L’auteure excelle aussi dans l’art du rythme. Elle prend le temps de s’attarder sur les sensations – le froid qui transperce le petit berger, l’odeur d’alcool aux œillets dont se parfume Madeleine, les cris des mouettes au-dessus du Bono – puis accélère au moment des bascules : décision de tuer, passage à l’acte, découverte du corps, verdict. La lecture se fait alors haletante, même si l’on sait dès le titre que François sera assassin : le suspense n’est pas de savoir si, mais de comprendre comment.
Enfin, le roman ménage une place aux contes et légendes, notamment celles du fameux Keriolet, seigneur libertin devenu saint, que Madeleine raconte à la veillée. Ces parenthèses fantastiques ne sont pas de simples coquetteries : elles offrent une respiration, mais aussi une réflexion en creux sur la possibilité de la rédemption… ou non.

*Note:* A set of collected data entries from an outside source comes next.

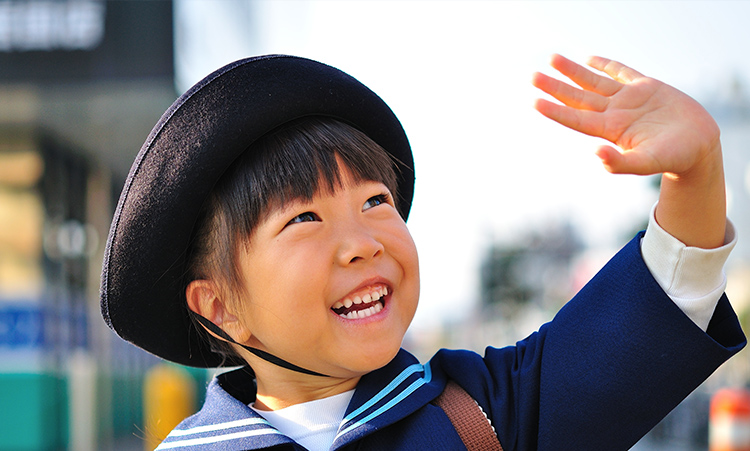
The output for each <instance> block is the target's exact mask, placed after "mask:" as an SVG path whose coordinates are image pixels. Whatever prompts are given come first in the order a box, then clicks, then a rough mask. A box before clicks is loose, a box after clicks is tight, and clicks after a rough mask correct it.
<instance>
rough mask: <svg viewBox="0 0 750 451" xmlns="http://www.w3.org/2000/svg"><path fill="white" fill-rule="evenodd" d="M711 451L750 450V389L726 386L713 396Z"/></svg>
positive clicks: (708, 427)
mask: <svg viewBox="0 0 750 451" xmlns="http://www.w3.org/2000/svg"><path fill="white" fill-rule="evenodd" d="M708 449H709V451H750V391H748V390H743V389H732V388H725V389H722V390H719V391H718V392H716V394H714V396H713V398H711V411H710V415H709V426H708Z"/></svg>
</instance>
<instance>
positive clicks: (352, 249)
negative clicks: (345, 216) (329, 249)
mask: <svg viewBox="0 0 750 451" xmlns="http://www.w3.org/2000/svg"><path fill="white" fill-rule="evenodd" d="M337 233H338V235H339V236H338V241H339V245H338V249H337V252H336V263H337V264H339V265H341V266H346V265H351V264H354V263H358V262H364V261H367V260H372V259H373V258H375V257H377V256H379V255H381V254H382V253H383V252H384V251H385V248H384V246H383V243H382V242H381V241H380V240H379V239H378V238H377V237H376V236H375V235H374V234H373V233H372V232H371V231H370V230H368V229H367V228H363V227H361V226H360V227H358V226H357V225H356V224H351V225H349V226H347V227H346V228H340V229H339V230H338V231H337Z"/></svg>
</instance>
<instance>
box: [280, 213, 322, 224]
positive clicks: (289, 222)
mask: <svg viewBox="0 0 750 451" xmlns="http://www.w3.org/2000/svg"><path fill="white" fill-rule="evenodd" d="M315 221H320V217H319V216H318V215H316V214H315V213H313V212H311V211H306V212H304V213H302V214H299V215H297V216H295V217H293V218H292V219H291V220H290V221H289V222H287V223H286V225H290V224H297V223H300V222H315Z"/></svg>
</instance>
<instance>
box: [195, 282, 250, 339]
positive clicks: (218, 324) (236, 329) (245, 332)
mask: <svg viewBox="0 0 750 451" xmlns="http://www.w3.org/2000/svg"><path fill="white" fill-rule="evenodd" d="M185 297H186V298H187V304H188V308H189V309H190V310H192V311H193V312H195V313H197V314H198V315H200V316H202V317H204V318H206V319H207V320H209V321H211V322H212V323H214V324H216V325H217V326H218V327H219V328H221V329H222V330H223V331H224V332H226V333H228V334H229V336H231V337H232V338H233V339H234V340H235V341H236V342H237V343H245V342H247V341H248V340H249V339H250V336H251V335H252V334H250V331H249V330H248V329H247V327H245V325H244V324H243V323H242V321H240V320H239V318H238V317H237V315H236V314H235V313H233V312H232V310H231V309H230V308H229V306H227V305H226V302H224V301H223V300H222V298H221V296H220V295H219V290H218V287H217V286H216V283H215V282H213V281H211V280H205V279H198V280H193V281H192V282H190V283H189V284H188V286H187V288H186V289H185ZM208 333H210V334H211V335H213V336H214V337H216V338H218V339H220V340H222V338H220V337H218V336H216V334H214V333H213V332H211V331H208Z"/></svg>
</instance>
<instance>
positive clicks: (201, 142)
mask: <svg viewBox="0 0 750 451" xmlns="http://www.w3.org/2000/svg"><path fill="white" fill-rule="evenodd" d="M303 116H328V117H332V118H336V119H338V120H341V121H343V122H346V123H348V124H350V125H352V126H354V127H355V128H357V129H359V130H361V131H362V132H364V133H365V134H366V135H368V136H369V137H370V138H371V139H372V140H374V141H375V142H376V143H378V144H379V145H380V146H382V147H383V148H384V149H385V150H386V151H387V152H388V153H389V154H391V155H392V156H393V157H394V158H395V159H396V160H397V161H400V162H401V163H404V165H399V168H400V172H398V191H399V199H400V205H399V209H400V211H401V212H402V213H403V214H404V216H406V215H408V212H409V208H410V206H411V199H412V195H413V190H414V171H413V167H414V165H413V159H412V155H411V149H410V147H409V142H408V141H407V138H406V135H405V133H404V130H403V128H402V127H401V124H400V123H399V121H398V119H397V118H396V116H395V115H394V114H393V112H392V111H391V109H390V108H389V107H388V106H387V105H386V104H385V103H384V102H383V101H382V100H381V99H380V98H379V97H378V96H377V95H376V94H375V93H373V92H372V91H370V90H369V89H368V88H367V87H366V86H364V85H363V84H361V83H360V82H359V81H357V80H356V79H354V78H352V77H351V76H349V75H347V74H345V73H343V72H341V71H340V70H338V69H335V68H333V67H330V66H327V65H325V64H321V63H318V62H316V61H312V60H308V59H304V58H298V57H292V56H283V55H270V56H261V57H256V58H248V59H244V60H240V61H236V62H234V63H231V64H229V65H227V66H225V67H223V68H221V69H219V70H217V71H216V72H214V73H212V74H211V75H209V76H208V77H206V78H205V79H203V80H202V81H200V82H198V84H196V85H195V86H193V87H192V88H191V89H190V90H188V91H187V92H186V93H185V94H183V95H182V96H180V98H178V99H177V100H176V101H175V102H174V104H172V106H171V107H170V108H169V109H168V110H167V111H166V112H165V113H164V115H163V116H162V117H161V119H160V120H159V122H158V123H157V124H156V126H155V127H154V129H153V130H152V131H151V133H150V134H149V136H148V138H147V139H146V142H145V143H144V145H143V147H142V148H141V150H140V152H139V153H138V156H137V157H136V159H135V162H134V163H133V166H132V167H131V169H130V173H129V174H128V178H127V180H126V182H125V186H124V188H123V190H122V194H121V195H120V200H119V202H118V204H117V209H116V211H115V215H114V219H113V220H112V226H111V228H110V231H109V237H108V239H107V247H106V250H105V253H104V267H103V270H102V280H101V310H102V316H103V317H104V320H105V321H106V323H107V325H108V326H109V327H110V328H111V329H112V330H114V331H115V332H116V333H117V334H118V335H119V336H120V337H122V338H123V339H125V340H127V341H129V342H131V343H133V344H135V345H136V346H139V347H141V348H143V349H145V350H146V351H149V352H151V353H153V354H155V355H157V356H159V357H162V358H164V359H167V360H170V361H173V362H176V363H181V364H184V365H190V366H197V367H215V366H219V365H221V364H222V363H230V364H233V363H243V362H237V361H234V362H225V359H224V357H223V356H222V355H220V354H217V353H214V352H213V351H211V349H210V347H209V345H208V343H207V342H206V340H205V339H203V338H202V337H200V336H199V335H200V334H198V332H197V330H196V328H195V326H194V325H193V322H192V320H191V318H190V316H189V315H188V309H187V305H186V303H185V280H184V274H185V271H186V269H185V263H186V262H185V253H186V249H187V247H188V243H189V241H190V238H191V235H192V232H193V226H194V224H195V221H196V218H197V217H198V212H199V210H200V209H201V207H202V204H203V202H204V200H205V199H206V198H207V196H208V194H209V193H210V191H211V190H212V188H213V187H214V185H215V184H216V182H217V181H218V180H219V178H220V177H221V176H222V174H223V173H224V172H225V170H226V169H227V168H228V167H229V165H230V164H231V163H232V162H233V161H234V160H235V159H236V158H237V157H238V156H239V155H240V154H242V153H243V152H244V151H245V150H246V149H247V148H248V147H249V146H250V144H252V143H253V142H254V141H255V140H257V139H258V138H260V137H261V136H263V135H264V134H265V133H267V132H269V131H271V130H273V129H274V128H276V127H278V126H279V125H282V124H284V123H286V122H289V121H291V120H294V119H297V118H300V117H303Z"/></svg>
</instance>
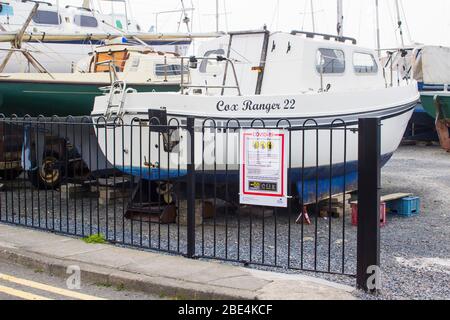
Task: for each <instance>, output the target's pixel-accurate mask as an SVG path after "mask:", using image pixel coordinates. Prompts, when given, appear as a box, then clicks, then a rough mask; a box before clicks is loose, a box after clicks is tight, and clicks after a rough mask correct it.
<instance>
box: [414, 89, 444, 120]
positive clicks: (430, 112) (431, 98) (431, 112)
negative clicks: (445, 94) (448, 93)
mask: <svg viewBox="0 0 450 320" xmlns="http://www.w3.org/2000/svg"><path fill="white" fill-rule="evenodd" d="M437 96H438V97H439V103H440V106H441V110H442V113H443V115H441V116H442V118H443V119H450V96H448V95H439V94H437ZM421 100H422V105H423V108H424V109H425V110H426V111H427V113H428V114H429V115H430V116H432V117H433V119H436V104H435V102H434V95H424V94H422V95H421Z"/></svg>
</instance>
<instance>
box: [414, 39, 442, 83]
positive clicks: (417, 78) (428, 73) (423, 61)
mask: <svg viewBox="0 0 450 320" xmlns="http://www.w3.org/2000/svg"><path fill="white" fill-rule="evenodd" d="M416 50H420V51H419V52H417V51H416V52H415V55H414V56H415V57H416V59H415V62H414V79H416V80H417V81H419V82H423V83H426V84H450V48H447V47H438V46H426V47H423V48H420V49H416Z"/></svg>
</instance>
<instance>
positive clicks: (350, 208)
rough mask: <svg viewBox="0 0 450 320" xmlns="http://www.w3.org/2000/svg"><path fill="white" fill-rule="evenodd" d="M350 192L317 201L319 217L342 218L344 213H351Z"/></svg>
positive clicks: (337, 218) (323, 217)
mask: <svg viewBox="0 0 450 320" xmlns="http://www.w3.org/2000/svg"><path fill="white" fill-rule="evenodd" d="M350 199H351V195H350V194H345V196H344V195H343V194H341V195H336V196H333V197H331V198H329V199H326V200H323V201H321V202H319V215H320V217H321V218H329V217H333V218H336V219H339V218H342V217H343V216H344V213H345V214H350V213H351V206H350V203H349V200H350Z"/></svg>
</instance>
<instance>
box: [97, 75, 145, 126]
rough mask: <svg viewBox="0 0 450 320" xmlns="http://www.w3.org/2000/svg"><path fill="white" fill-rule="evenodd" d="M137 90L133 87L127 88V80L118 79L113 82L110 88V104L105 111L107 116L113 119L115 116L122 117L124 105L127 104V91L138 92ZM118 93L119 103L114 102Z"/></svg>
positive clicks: (118, 102)
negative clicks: (134, 88)
mask: <svg viewBox="0 0 450 320" xmlns="http://www.w3.org/2000/svg"><path fill="white" fill-rule="evenodd" d="M136 92H137V91H136V90H135V89H132V88H127V84H126V82H125V81H122V80H116V81H114V82H113V83H112V84H111V87H110V89H109V99H108V106H107V108H106V111H105V114H104V116H105V118H106V119H107V120H111V118H112V117H113V116H115V117H119V118H120V117H122V116H123V115H124V114H125V112H124V111H123V107H124V105H125V100H126V96H127V93H136ZM116 95H119V100H118V102H117V103H114V100H115V99H114V98H115V96H116Z"/></svg>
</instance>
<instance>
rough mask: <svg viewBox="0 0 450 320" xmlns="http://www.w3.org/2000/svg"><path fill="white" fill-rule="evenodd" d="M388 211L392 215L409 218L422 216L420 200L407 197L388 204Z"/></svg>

Pourquoi ce livre donne envie d’être lu
Loin d’un fait divers racoleur, L’enfant assassin – François, 12 ans est un texte qui laisse longtemps son empreinte. On y trouve la tension d’un roman criminel, la richesse d’une fresque historique, la finesse d’un essai de psychologie, sans jamais avoir l’impression de passer d’un genre à l’autre.
On referme le livre avec un triple malaise : devant la violence inouïe infligée à un enfant de cinq ans ; devant la froide détermination d’un garçon de douze ans qui, un après-midi de juin, a choisi de tuer ; mais aussi devant la brutalité d’une société prête à sacrifier un adolescent sur l’autel de l’exemplarité. Qui est le monstre ? François, les moqueurs, les adultes aveugles, l’opinion publique assoiffée de sang ? Le roman ne tranche pas, et c’est précisément ce qui le rend passionnant.
Pour un lecteur curieux de justice et de psychologie, pour un amateur de romans historiques, pour un enseignant cherchant un texte déclencheur de débats sur la responsabilité pénale des mineurs, pour un simple amoureux de récits forts et incarnés, ce livre a beaucoup à offrir. On s’attache à François malgré soi, on souffre avec la famille Adilias, on frémit devant le juge et le jury, on s’indigne du courrier haineux, on écoute plaider Maître Roy, et l’on se surprend à espérer qu’une seconde chance soit possible pour cet enfant cassé.
En refermant L’enfant assassin – François, 12 ans, on n’a pas seulement lu l’histoire d’un crime du passé. On s’est interrogé sur nos propres réflexes de jugement, sur la manière dont une société traite ses enfants, sur la fine frontière qui sépare parfois l’erreur irréparable d’un simple geste de trop. Et c’est précisément ce genre de lecture, à la fois prenante et dérangeante, qui donne envie d’en parler, de la transmettre… et de la relire.